Brown, ordained as a Catholic priest in 1972, said much of Catholic theology is compatible with traditional west African theology.
Because of this, the ritualistic practices of the Catholic church that capture methods of African-American worship are culturally-based.
This includes the manner in which music, speech and dance are performed in services.
Cultural expression does not detract from Catholicism, or vice verse—Brown makes sure of that.
“I’m one of those people that helps to plan, organize and coordinate such experiences in the black Catholic church that are as authentically black as they are truly Catholic,” Brown said.
Though the cultural basis is the same, what differentiates black Catholic churches from most Protestant denominations is the highly organized set of rituals.
“We have a blessing for everything, we have a prayer for everything,” Brown said.
This does not always correlate with the way most Protestant churches conduct worship.
Chris Swims, pastor of Hopewell Missionary Baptist Church in Carbondale, said his church puts an emphasis on preaching and singing, with a choir of roughly 20 people.
Regardless of the method, Swims said the goal is the sense in community members share.
“We have a great big melting pot,” he said. “We strive to reach people in whatever we’re doing.”

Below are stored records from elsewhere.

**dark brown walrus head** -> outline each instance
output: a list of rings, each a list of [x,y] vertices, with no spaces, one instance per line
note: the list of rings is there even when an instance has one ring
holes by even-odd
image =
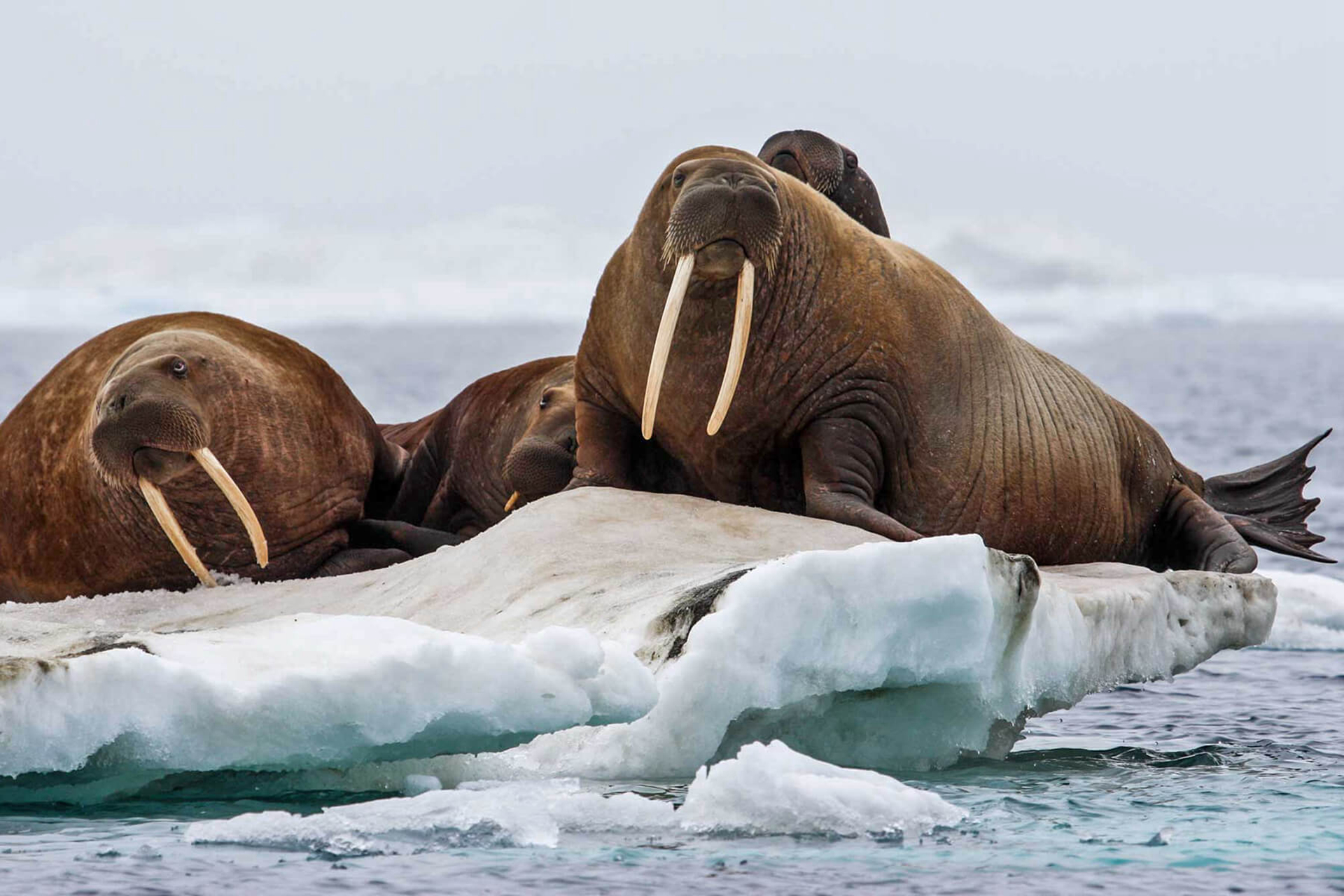
[[[767,277],[774,271],[785,238],[782,203],[786,200],[780,189],[780,177],[754,159],[732,154],[732,150],[718,154],[715,149],[706,148],[680,156],[669,167],[665,180],[649,196],[645,214],[640,218],[641,223],[667,222],[660,240],[661,262],[664,269],[676,265],[644,392],[641,430],[645,439],[653,434],[663,376],[681,304],[687,294],[696,300],[723,301],[727,294],[720,283],[735,278],[732,339],[723,383],[707,427],[710,435],[718,433],[732,404],[746,359],[755,271],[759,269]],[[650,236],[652,234],[640,232],[632,235],[645,244]]]
[[[278,333],[206,313],[122,324],[0,422],[0,600],[312,575],[405,461]]]
[[[251,540],[257,566],[269,563],[266,536],[251,504],[219,462],[211,420],[234,420],[262,371],[245,352],[200,330],[163,330],[134,343],[112,365],[93,406],[93,458],[110,488],[136,488],[183,562],[214,579],[196,556],[161,486],[202,469],[228,498]]]
[[[766,140],[757,154],[771,168],[821,192],[872,232],[891,236],[878,188],[848,146],[814,130],[781,130]]]
[[[574,380],[547,387],[534,404],[527,430],[504,459],[509,505],[555,494],[574,474]]]

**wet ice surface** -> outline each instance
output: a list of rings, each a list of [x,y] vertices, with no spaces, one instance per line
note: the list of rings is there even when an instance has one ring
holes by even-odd
[[[577,333],[578,326],[419,328],[298,336],[332,360],[375,414],[399,419],[433,410],[478,372],[573,351]],[[0,408],[75,341],[0,334]],[[1052,348],[1142,414],[1185,463],[1220,473],[1344,423],[1341,344],[1339,325],[1185,321]],[[1313,528],[1331,537],[1321,548],[1327,553],[1339,553],[1344,543],[1341,435],[1316,453],[1320,470],[1309,489],[1324,498]],[[1339,567],[1277,557],[1265,566],[1341,578]],[[579,832],[563,834],[555,849],[453,846],[339,860],[190,845],[184,830],[196,819],[262,809],[317,811],[360,798],[250,802],[257,782],[237,775],[153,802],[0,810],[0,891],[876,892],[899,884],[930,893],[1073,893],[1087,885],[1224,893],[1296,883],[1301,892],[1318,892],[1344,888],[1340,744],[1344,665],[1337,650],[1243,650],[1172,682],[1095,695],[1035,720],[1005,762],[902,775],[968,813],[946,830],[903,844]],[[629,782],[624,789],[680,799],[687,783]]]

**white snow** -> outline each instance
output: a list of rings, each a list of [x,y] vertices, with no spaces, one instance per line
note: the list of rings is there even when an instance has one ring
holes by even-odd
[[[771,742],[695,772],[677,821],[715,834],[910,834],[956,825],[966,813],[927,790],[841,768]]]
[[[491,750],[630,720],[657,700],[629,652],[574,630],[515,646],[390,617],[296,614],[130,643],[5,682],[0,775],[90,760],[301,768]]]
[[[1003,755],[1027,716],[1258,643],[1273,617],[1259,576],[1038,572],[976,536],[582,489],[378,572],[5,604],[0,768],[95,755],[401,793],[409,774],[689,778],[775,739],[919,768]],[[655,684],[633,723],[406,759],[633,719]]]
[[[0,257],[11,326],[121,322],[184,310],[285,328],[399,321],[582,321],[625,238],[544,207],[505,207],[399,231],[286,227],[243,218],[179,227],[97,226]],[[1079,339],[1171,316],[1344,320],[1339,278],[1154,275],[1059,222],[914,218],[896,239],[946,267],[1031,339]]]
[[[1266,647],[1344,650],[1344,582],[1314,572],[1266,572],[1278,586],[1278,615]]]
[[[555,846],[562,830],[667,830],[673,823],[668,802],[634,794],[607,799],[564,778],[480,782],[418,797],[336,806],[316,815],[249,813],[195,822],[185,838],[195,844],[367,856],[461,846]]]
[[[782,743],[749,744],[700,768],[684,806],[636,794],[606,798],[574,778],[466,783],[317,815],[249,813],[195,822],[195,844],[245,844],[335,856],[461,846],[556,846],[563,833],[853,837],[925,833],[965,813],[937,794],[875,771],[840,768]]]

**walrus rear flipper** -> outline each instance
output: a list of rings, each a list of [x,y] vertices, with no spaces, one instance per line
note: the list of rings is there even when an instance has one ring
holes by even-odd
[[[1312,551],[1325,540],[1306,528],[1320,498],[1302,496],[1314,466],[1306,466],[1312,453],[1332,430],[1325,430],[1302,447],[1277,461],[1204,480],[1204,500],[1251,544],[1318,563],[1335,563]]]

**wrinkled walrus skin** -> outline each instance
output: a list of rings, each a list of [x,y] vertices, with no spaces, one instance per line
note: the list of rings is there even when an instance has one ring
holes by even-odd
[[[574,357],[482,376],[444,408],[383,434],[411,451],[388,516],[472,536],[516,505],[562,490],[574,472]]]
[[[655,334],[673,265],[689,254],[645,442]],[[722,429],[707,435],[743,259],[757,271],[750,340]],[[692,149],[660,175],[597,286],[575,395],[571,488],[685,492],[896,540],[977,532],[1043,564],[1257,563],[1200,497],[1203,480],[1128,407],[1015,336],[934,262],[735,149]]]
[[[265,568],[192,461],[199,447],[255,510]],[[341,377],[284,336],[206,313],[124,324],[74,349],[0,423],[0,600],[195,586],[140,478],[215,572],[270,580],[406,559],[347,549],[371,489],[395,489],[405,462]]]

Churches are far more diverse now than they were historically, said the Rev. Bob Flannery, a Catholic priest at the Church of St. Francis Xavier.
“Unfortunately part of it was segregation,” he said. “[Black people] were not permitted to worship with the white churches.”
The formation of black churches also has ties to the fight against slavery.
Brown said some early African Methodist Episcopal churches played a crucial part in the Underground Railroad.
“They were organized around helping their brothers and sisters be free,” he said.
The churches would appear to be solely for worship, but had fake walls with runaway slaves behind them. The people would hide in the walls until they were able to make their escape out of town.
Brown said this is one of the many glories in black history. It was a contributing factor to establishing feelings of solidarity between patrons of churches today.